Dwell Time: How Each Decision Makes an Impact
As the example above illustrates, medium and low priority alerts that are ignored can make a serious impact on dwell time. Making an intentional decision to focus on those alerts, and working with a partner that holds that focus, can keep dwell time down and reduce the effect of an attack.

Other measures you can take to control dwell time include:

• Following industry standards when deploying servers or devices such as laptops or tablets and implementing simpler measures such as stronger passwords to make your organization a hard target.
• Following security notifications from the industry and implementing recommended best practices.
• Selecting and configuring tools with a focus on how alerts are defined, prioritized and received.

The key is to be proactive with your understanding of the security landscape as it stands today. Know that this landscape will change constantly, but there is also a baseline of best practices that provide the starting point for protecting against whatever this environment sends your way.

Putting it all Together for Real-world Results
At CRITICALSTART, we sometimes conduct penetration tests with new clients. One of our team members has been able to walk into a building at a client’s location, proceed into a conference room, connect to the enterprise infrastructure and was able to control that infrastructure within the hour—without anyone noticing that our team member was even in the building! From there, this would-be attacker could have deleted active directories, back-ups or deployed ransomware across the system.

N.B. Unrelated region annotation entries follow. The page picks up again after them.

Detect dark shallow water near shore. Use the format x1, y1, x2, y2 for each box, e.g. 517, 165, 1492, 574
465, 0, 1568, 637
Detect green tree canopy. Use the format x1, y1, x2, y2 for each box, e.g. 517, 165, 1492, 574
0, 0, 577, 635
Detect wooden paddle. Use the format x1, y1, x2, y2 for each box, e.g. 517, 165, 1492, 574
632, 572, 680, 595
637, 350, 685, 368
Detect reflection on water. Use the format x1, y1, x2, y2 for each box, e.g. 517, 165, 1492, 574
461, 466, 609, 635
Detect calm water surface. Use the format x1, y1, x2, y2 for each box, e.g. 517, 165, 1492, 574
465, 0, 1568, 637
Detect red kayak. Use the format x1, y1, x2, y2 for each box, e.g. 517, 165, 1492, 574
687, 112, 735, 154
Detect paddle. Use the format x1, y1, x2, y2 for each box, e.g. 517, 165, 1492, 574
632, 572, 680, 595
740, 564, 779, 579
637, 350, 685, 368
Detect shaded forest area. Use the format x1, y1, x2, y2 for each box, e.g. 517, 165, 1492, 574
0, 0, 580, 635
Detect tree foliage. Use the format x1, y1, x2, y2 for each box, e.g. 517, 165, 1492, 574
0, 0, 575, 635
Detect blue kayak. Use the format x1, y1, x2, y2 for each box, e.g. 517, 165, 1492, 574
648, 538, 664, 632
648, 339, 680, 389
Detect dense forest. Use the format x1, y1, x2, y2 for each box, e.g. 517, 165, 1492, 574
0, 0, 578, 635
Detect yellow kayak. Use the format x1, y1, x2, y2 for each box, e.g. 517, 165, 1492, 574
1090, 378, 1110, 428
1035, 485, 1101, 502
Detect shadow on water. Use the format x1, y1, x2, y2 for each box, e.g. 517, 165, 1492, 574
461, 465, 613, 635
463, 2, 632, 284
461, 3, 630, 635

After setting up SIEM tools and using our MDR approach, this same attack is isolated, the port the attacker is using is disconnected, and any damage is prevented, with a dwell time of approximately 5 seconds.

Be Prepared for the Future
Right now in information security, we’re seeing ransomware as one of the biggest threats facing business. Snatch teams go in quickly, spread ransomware as fast as possible, use shock factor to bully a company into paying, and then leave few traces behind.

Threat actors are becoming more advanced every day, developing both open and closed source tools to deliver ever more sophisticated attacks. This is why the latest tools that evolve to meet these attacks, supported by an approach to shrink dwell time to bare minimums, is more important than ever to stay ahead of a rapidly transforming threat matrix.